Spire Corporation (Nasdaq: SPIR) has reported revenues of $8,579,000 for the three months ended June 30, 2007, compared to $3,895,000 for the three months ended June 30, 2006. Net loss was $1,864,000 or $0.23 per basic share for the three months ended June 30, 2007, compared with a net loss of $2,081,000 or $0.26 per basic share for the three months ended June 30, 2006.
Revenues for the six months ended June 30, 2007 were $15,576,000, compared to $9,268,000 for the six months ended June 30, 2006. Net loss was $3,611,000 or $0.44 per basic share for the six months ended June 30, 2007, compared with net loss of $4,085,000 or $0.54 per basic share for the six months ended June 30, 2006.

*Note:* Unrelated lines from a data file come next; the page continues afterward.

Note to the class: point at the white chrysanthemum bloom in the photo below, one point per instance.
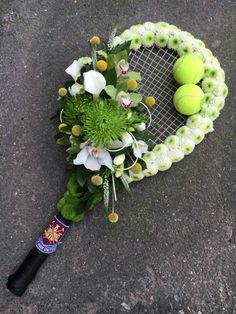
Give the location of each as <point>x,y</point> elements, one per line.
<point>174,42</point>
<point>160,150</point>
<point>207,125</point>
<point>117,41</point>
<point>127,35</point>
<point>197,135</point>
<point>210,111</point>
<point>172,141</point>
<point>161,39</point>
<point>94,82</point>
<point>136,42</point>
<point>162,27</point>
<point>139,148</point>
<point>208,85</point>
<point>85,60</point>
<point>219,102</point>
<point>150,171</point>
<point>136,176</point>
<point>174,31</point>
<point>74,69</point>
<point>140,126</point>
<point>194,121</point>
<point>149,26</point>
<point>185,48</point>
<point>138,28</point>
<point>186,145</point>
<point>93,157</point>
<point>175,154</point>
<point>127,139</point>
<point>148,39</point>
<point>75,89</point>
<point>183,131</point>
<point>119,160</point>
<point>164,163</point>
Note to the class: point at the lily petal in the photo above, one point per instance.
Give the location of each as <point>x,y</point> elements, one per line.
<point>94,82</point>
<point>81,157</point>
<point>74,69</point>
<point>106,160</point>
<point>92,164</point>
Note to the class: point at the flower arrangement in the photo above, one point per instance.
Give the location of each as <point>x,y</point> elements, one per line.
<point>103,124</point>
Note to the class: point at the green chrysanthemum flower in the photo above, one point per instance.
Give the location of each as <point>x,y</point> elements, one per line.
<point>185,48</point>
<point>104,122</point>
<point>74,106</point>
<point>136,42</point>
<point>148,39</point>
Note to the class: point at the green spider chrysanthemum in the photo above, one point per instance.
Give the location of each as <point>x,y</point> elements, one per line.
<point>74,106</point>
<point>104,122</point>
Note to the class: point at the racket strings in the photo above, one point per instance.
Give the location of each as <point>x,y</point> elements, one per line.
<point>155,66</point>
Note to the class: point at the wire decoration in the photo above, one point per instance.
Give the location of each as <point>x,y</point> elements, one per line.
<point>155,66</point>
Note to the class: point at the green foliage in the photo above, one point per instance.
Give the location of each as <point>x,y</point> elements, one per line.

Roger G. Little, Chairman and CEO of Spire, said, “Our revenues more than doubled due to the growth of our solar equipment and turnkey factory products. To be responsive to this unprecedented demand, we are rapidly expanding our staff and manufacturing capacity. Since January 2007, we have expanded our workforce by over 83% and our manufacturing space by 50,000 sq. ft. to accommodate our growth. Our gross margins have improved, however not to the level we anticipated with the respective growth in volume due to some inefficiencies that were inevitable in a time of such rapid growth.”
“Our Spire Biomedical and Bandwidth Semiconductor operations continued to make progress towards profitability. Biomedical had revenue growth in both services and products. We are beginning to see market acceptance of our coated heparin hemodialysis catheter. Bandwidth Semiconductor increased its revenues while completing the installation of the two new commercial reactors. These reactors are being used to increase manufacturing capacity for solar cells, light emitting diodes, RGB lasers and related components.”
Mr. Little concluded, “Anticipating the need for more working capital to meet the demand for our products, we obtained a $3.5 million, three-year term loan from Silicon Valley Bank. Spire ended the quarter with approximately $7.5 million in cash.”